While she first studied as a painter, it was Swedish artist Nathalie Djurberg’s divergent, some would say diabolical turn to the clunky, hand-wrought practice of Claymation that became the stage for her id to play. Since 2001 she has developed a distinctive style of self-taught, stop-motion video animation: materializing her deepest, darkest desires in a primal clay world of man and beast. The process is equally manual and intuitive – shooting each scene frame-by-frame and stitching them together (with basic digital software) before they are scored by her companion and collaborator Hans Berg. The ensuing videos have become infamous for transforming a seemingly benign genre into a nightmarish, yet wryly allegorical lens upon human behavior and social taboo. Infusing a childlike language with carnal urges and “low-tech” lust, Djurberg crafts 21st century fairy tales that revel in violence, eroticism and the seven deadly sins. Crude and confessional, their raw quality aptly reflects the underside of the artist’s psychological excavation – unearthing our innermost appetite to see (and savor) the abject; the ugly; the “forbidden.” In this uncanny arena of uncertain moral consequence Djurberg blurs the line between good and evil; right and wrong; to simultaneously empathize with both victim and perpetrator. Without justice or judgment, ethics lose their assignment as folklore, fantasy and fetish bleed into one.

As part of a larger series exploring “the wild” as both geographical and social aberration, Deceiving Looks animates Djurberg’s long-standing interest in the overlap between human and animal behavior. The protagonist of the video is an exotic, voluptuous, “dark” woman (reminiscent of the Venus of Wilendorf) who wanders naked and exiled on a portentous desert plane. As she comes upon a hole in the ground, her curiosity compels her to pierce the surface and probe that which lurks beneath – opening up a Pandora’s Box akin to Eve’s seduction by the serpent of Eden. Its brethren multiply here after the woman sticks her hand in the cavity to coax out its serpentine inhabitant, unleashing a collective attack that alternates between assault and eros. Thirsty for both her blood and curvaceous body, the snakes leap, lunge and chomp in a dramatic choreography that moves from swarm to self-cannibalism. In the process, as the snakes surround and subdue her, the woman deftly dodges their strikes – turning their vicious bites upon one another. The ensuing wounds are quickly, if partially dressed with a variety of carnival-like masks that include a bird, ape, and charming red devil – who in turn hypnotizes the dark-skinned Eve (once again). Yet even his vexing eyes cannot cease the bloodshed as the snakes continue to attack unsuccessfully, showering the earth in saturated pools of blue, green, orange, purple and fuchsia. The Technicolor hue of this play-dough gore disarms the aggression (to a degree), at the same time it highlights the theatrical allure of violence on movie screens and renovated military bunkers.

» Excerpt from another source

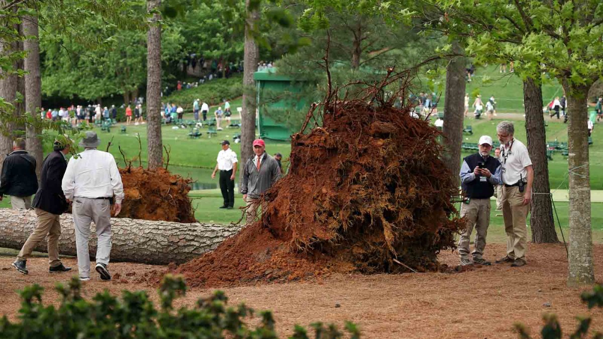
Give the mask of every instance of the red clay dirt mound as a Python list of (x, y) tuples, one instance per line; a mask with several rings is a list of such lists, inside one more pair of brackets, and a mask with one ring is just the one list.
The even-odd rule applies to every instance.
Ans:
[(410, 107), (367, 102), (326, 106), (322, 127), (293, 136), (290, 173), (263, 195), (261, 220), (181, 265), (188, 284), (438, 268), (462, 226), (440, 133)]
[(119, 218), (195, 223), (188, 192), (191, 179), (172, 174), (163, 168), (119, 170), (125, 198)]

Such is the case in/on this particular venue, where an infamous military structure tries on a variety of masks overtop the spilled blood of past wars. From nightclub and gallery to climbing wall and courtyard, said bunker tries to aestheticize its violent legacy through acts of renovation, disguise and erasure. Yet just as the bloodthirsty snakes cuddle with their former prey at the end of Deceiving Looks, does Poland cavort with the many aggressors it has managed to evade (and overcome) across the centuries? At times taken by their beguiling charms; at other times appalled by their barbaric force; this ambivalent dance continues with no discernable end in sight. Instead, upon a bastion of hostility, a wartorn reminder of the past takes on a plethora of personalities entwining eroticism and abuse.